- Thirukkanur Location in Puducherry, India
- Coordinates: 11°59′31″N 79°38′23″E﻿ / ﻿11.99194°N 79.63972°E
- Country: India
- State: Puducherry
- District: Pondicherry
- Taluk: Villianur
- Commune Panchayat: Mannadipet

Languages
- • Official: French, Tamil, English
- Time zone: UTC+5:30 (IST)
- Vehicle registration: PY-05

= Thirukkanur =

Thirukkanur is a village in the union territory of Puducherry, India. It is one of 16 villages located in Mannadipet commune panchayat of the Villianur taluk. It is bordered by the state of Tamil Nadu both to the east and west.

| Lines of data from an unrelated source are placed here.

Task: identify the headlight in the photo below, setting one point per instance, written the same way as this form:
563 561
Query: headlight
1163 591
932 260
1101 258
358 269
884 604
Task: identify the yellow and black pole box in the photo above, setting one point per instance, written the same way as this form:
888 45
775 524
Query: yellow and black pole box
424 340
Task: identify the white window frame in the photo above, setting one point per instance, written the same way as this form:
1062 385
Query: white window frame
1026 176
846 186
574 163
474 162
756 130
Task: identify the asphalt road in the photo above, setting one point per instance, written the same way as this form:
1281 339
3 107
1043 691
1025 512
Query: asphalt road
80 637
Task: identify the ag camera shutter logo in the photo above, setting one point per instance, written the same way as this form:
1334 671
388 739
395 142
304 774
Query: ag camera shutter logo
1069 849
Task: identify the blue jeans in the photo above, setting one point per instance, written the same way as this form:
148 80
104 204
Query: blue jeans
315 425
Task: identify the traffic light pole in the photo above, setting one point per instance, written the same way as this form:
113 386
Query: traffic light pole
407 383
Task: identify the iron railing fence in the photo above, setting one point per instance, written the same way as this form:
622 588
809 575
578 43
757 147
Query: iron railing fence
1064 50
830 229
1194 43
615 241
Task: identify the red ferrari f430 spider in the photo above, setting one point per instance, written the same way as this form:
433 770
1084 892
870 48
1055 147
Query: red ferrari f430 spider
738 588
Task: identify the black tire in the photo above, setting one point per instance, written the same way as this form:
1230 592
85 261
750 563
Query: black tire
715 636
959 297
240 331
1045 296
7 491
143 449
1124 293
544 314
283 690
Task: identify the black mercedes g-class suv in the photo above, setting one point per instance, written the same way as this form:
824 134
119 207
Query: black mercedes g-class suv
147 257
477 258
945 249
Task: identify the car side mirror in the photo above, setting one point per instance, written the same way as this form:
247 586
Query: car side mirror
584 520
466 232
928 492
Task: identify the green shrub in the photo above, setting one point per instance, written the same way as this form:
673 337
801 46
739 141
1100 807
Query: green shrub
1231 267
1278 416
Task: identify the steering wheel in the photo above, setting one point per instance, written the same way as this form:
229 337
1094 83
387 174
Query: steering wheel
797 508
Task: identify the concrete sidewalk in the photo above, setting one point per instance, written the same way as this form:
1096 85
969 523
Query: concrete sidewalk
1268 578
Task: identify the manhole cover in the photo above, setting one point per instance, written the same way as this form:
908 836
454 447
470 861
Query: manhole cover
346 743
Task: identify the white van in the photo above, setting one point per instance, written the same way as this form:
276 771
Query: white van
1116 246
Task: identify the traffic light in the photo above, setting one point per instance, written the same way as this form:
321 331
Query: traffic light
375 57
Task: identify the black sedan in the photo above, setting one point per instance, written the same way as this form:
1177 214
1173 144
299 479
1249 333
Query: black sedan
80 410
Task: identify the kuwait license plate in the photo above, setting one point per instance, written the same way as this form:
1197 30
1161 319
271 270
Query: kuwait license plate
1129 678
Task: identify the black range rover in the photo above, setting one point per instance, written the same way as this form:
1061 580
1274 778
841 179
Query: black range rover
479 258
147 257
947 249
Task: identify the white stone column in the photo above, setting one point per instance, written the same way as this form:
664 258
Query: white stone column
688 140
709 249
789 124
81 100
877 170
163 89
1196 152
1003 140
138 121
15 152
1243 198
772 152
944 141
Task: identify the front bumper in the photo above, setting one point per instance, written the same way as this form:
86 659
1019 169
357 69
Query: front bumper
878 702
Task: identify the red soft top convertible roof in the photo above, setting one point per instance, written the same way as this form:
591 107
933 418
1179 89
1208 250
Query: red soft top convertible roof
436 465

Thirukkanur has a primary health center, police station, post office, electricity office and registrar office. The area is mainly oriented to agriculture. Thirukkanur market is the only bazaar catering to the needs of about 20 nearby villages. There is no major industry within the purview area of the Thirukkanar Police Station.

==Thirukkanur papier-mâché dancing doll==
Dancing dolls made in this village are famous for their design. Thirukkanur papier-mâché craft has been conferred with the Geographical Indication (GI) status by the Government of India in 2010 with GI Number 155.